SİGARAMIN DUMANI

SİGARAMIN DUMANI

Karaali köyü ilkokullu 5. sınıf öğrencisiyim. 1968 bahar ayları olmalı. Okulumuz iki derslikli. 1. ve 2. sınıflar bir derslikte, 3-4 ve 5. sınıflar ikinci derslikte eğitim görüyor. İki öğretmenimiz vardı. Okul müdürü de olan ismini hatırlayamadığım (Nihat mıydı acaba?) Lapalı öğretmenimiz 1. ve 2. sınıfları okuturdu, kardeşi Talat da bizimle beraber 5. sınıftaydı. 3-4 ve 5. sınıfları Malatyalı öğretmenimiz Arif Saka okutuyordu. Arada bize sınıfta saz çaldığı da olurdu.

Biz 5. sınıf olarak sanıyorum sekiz öğrenciydik. Matematik ve resim dışında sınıfın en iyisiydim galiba. Aynı zamanda da sınıf başkanıydım. Tarih, coğrafya gibi anlatımlı derslerde, tahtaya kalkıp dersi ilk anlatan olmak için yarışırdık. Kendimi bu derslerde daha başarılı bulduğumdan, biraz da sınıf başkanı olmanın ayrıcalığı ile dersi mutlaka ilk ben anlatmalıydım ve çoğu zaman da öyle olurdu. Öğretmen bazen başkalarını kaldırırdı ilk olarak ve ben küserdim öğretmene. Ders sonunda öğretmen sazını alır, beni dışarı çıkartır, pencerenin dışında, uzun bir kablonun ucundaki mikrofonla sınıfa türkü söylettirip gönlümü alırdı. Söylediğim türkülerden biri de mutlaka “Sigaramın dumanı” olurdu.
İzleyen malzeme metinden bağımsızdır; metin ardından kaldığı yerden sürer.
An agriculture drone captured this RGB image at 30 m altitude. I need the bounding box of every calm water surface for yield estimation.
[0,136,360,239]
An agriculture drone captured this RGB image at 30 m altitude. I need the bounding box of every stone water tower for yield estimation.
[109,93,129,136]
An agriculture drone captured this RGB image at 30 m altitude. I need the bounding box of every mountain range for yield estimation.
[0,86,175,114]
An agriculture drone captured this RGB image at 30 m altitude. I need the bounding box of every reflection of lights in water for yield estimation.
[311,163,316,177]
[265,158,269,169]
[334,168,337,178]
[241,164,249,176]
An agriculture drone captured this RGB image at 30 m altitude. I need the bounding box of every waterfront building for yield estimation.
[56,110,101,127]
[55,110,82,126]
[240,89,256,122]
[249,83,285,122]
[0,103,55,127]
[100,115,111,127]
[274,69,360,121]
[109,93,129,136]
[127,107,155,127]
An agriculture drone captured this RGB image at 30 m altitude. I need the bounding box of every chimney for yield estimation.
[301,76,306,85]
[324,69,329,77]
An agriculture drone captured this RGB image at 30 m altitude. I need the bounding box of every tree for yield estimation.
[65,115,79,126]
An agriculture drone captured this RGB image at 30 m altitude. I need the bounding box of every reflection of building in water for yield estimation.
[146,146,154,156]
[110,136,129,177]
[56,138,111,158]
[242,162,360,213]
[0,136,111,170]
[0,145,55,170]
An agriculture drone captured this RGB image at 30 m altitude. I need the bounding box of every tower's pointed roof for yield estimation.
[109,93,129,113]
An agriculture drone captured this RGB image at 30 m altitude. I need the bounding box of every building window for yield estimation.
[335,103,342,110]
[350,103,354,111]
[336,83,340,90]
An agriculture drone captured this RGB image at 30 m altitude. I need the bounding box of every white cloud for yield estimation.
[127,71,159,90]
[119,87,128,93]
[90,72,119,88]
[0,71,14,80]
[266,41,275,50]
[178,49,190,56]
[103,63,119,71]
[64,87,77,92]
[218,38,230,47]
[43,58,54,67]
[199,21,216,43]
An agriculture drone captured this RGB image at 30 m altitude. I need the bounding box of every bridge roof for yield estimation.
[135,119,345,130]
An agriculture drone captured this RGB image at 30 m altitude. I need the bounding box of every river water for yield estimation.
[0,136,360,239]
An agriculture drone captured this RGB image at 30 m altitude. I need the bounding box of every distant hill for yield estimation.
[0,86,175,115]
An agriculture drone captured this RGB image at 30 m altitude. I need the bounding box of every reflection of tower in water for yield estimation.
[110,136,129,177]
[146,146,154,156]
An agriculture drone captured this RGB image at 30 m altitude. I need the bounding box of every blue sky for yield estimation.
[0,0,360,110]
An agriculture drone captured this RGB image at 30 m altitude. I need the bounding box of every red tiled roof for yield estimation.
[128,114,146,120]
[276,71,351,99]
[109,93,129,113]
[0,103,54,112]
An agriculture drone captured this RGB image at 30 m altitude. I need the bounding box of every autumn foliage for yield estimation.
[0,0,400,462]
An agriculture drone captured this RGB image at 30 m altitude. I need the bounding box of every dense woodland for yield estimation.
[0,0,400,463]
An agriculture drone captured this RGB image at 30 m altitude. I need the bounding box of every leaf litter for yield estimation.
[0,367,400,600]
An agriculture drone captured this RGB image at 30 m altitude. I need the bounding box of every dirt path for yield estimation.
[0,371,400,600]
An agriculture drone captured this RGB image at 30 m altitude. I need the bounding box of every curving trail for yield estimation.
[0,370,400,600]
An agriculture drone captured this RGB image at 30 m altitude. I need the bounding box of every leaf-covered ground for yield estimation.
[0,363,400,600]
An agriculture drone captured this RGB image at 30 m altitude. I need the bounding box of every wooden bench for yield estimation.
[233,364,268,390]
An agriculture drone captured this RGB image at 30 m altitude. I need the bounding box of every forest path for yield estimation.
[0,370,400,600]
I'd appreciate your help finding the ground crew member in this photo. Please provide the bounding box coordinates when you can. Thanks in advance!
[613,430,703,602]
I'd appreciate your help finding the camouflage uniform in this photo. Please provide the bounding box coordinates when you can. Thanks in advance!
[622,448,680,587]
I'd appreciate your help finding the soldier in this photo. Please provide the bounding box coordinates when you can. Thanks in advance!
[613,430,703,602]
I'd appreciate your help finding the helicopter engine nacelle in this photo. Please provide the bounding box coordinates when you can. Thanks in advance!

Sigaramın dumanı Yoktur yarin imanı Altından köşk yaptırdım Gümüşten merdivanı

Ah gülişan gülişan Mendilim sana nişan Alacaksan al beni Etme de halim perişan

O yıllarda radyolarda en çok söylenen türkülerden biriydi.

1967 yılının Cumhuriyet bayramında, önde uzun bir sopanın ucunda bayrak, tüm Karaali köyü öğrencileri yürüyerek Güneyköy’e gittik. Güneyköy’de, meydan gibi bir yerde, biz ve Güneyköylü öğrenciler Cumhuriyet bayramını birlikte kutladık, şiirler okuduk. İlk okulda kutladığımız en güzel Cumhuriyet bayramıydı.

1968 yılının 23 Nisan’ında bir piyes oynadık. Bu piyeste de en önemli rolü ben oynamıştım ama kimseden tebrik ya da takdir aldığımı hatırlamıyorum. Çok başarısız bir oyun olmuştu sanırım ki bende de hiçbir iz ya da duygu bırakmamış. Bu törenden aklımda kalan Arif Saka öğretmenimizin sazı eşliğinde birkaç türkü söylediğim.

Her şeye rağmen, köyde ve okulda kutladığımız milli bayramlar çok heyecanlı ve neşeli geçerdi. Biz çocuklar çok mutlu olurduk. Çocukluğumda güzel türkü söylerdim. Radyodan dinlediğim, zamanın meşhur türkülerinin çoğunu da bilirdim.

Yıllar sonra, 1976’da İstanbul Radyosunun açtığı Türk Halk Müziği sınavına kayıt yaptırdım. Sınav gününe kadar, ergenliğin ve sigaranın sesimde yaptığı tahribatı gidermek için her gün çiğ yumurta içtim ama faydası olmadı. Sınava girmeye cesaret edemedim. Kendi adıma fazla üzgün değilim ama memleket büyük bir sanatçıdan mahrum kaldı, ona üzülüyorum.